In terms of exposing PHI to AI: we’ve already seen during this series that modern AI algorithms “read” web pages and other data sources. They can also retain enough of what they see during training to produce meaningful discourse on complex subjects, like GPT-3's article in the Guardian. So what happens when an AI “reads” through patient notes? For a response to that question,, you can refer to this 150 page report on the Ethics and Governance of AI for Health from the World Health Organisation. But in nutshell: it's all a bit complicated.
3. Domain shift.
Imagine what would happen if you asked someone with a PhD in astrophysics to step in for the triage nurse in the emergency department. Well, that’s loosely analogous to what might happen if you asked an AI trained on the “general internet” to make sense of clinical notes. We call this domain shift.

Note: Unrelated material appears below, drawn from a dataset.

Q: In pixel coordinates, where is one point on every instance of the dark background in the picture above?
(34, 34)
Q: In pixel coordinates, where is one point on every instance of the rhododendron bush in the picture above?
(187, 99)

There are two reasons that domain shift is a particular problem in healthcare. Firstly, AI-based NLP algorithms have limited vocabularies. At the time of writing, many algorithms are capped at 50,000 words. (Technically, it’s actually 50,000 “tokens” - a term we covered in the last blog. But we’ll not worry about that for now.) Usually, the 50,000 words that appear most often in the training data are assigned to those vocabulary slots. The vocabulary is then fixed for the life of that algorithm. If your training data comes from, say, Wikipedia, Twitter, and other cross-domain sources, medical terms are unlikely to make the cut. This permanently limits the algorithm’s ability to make sense of medical language.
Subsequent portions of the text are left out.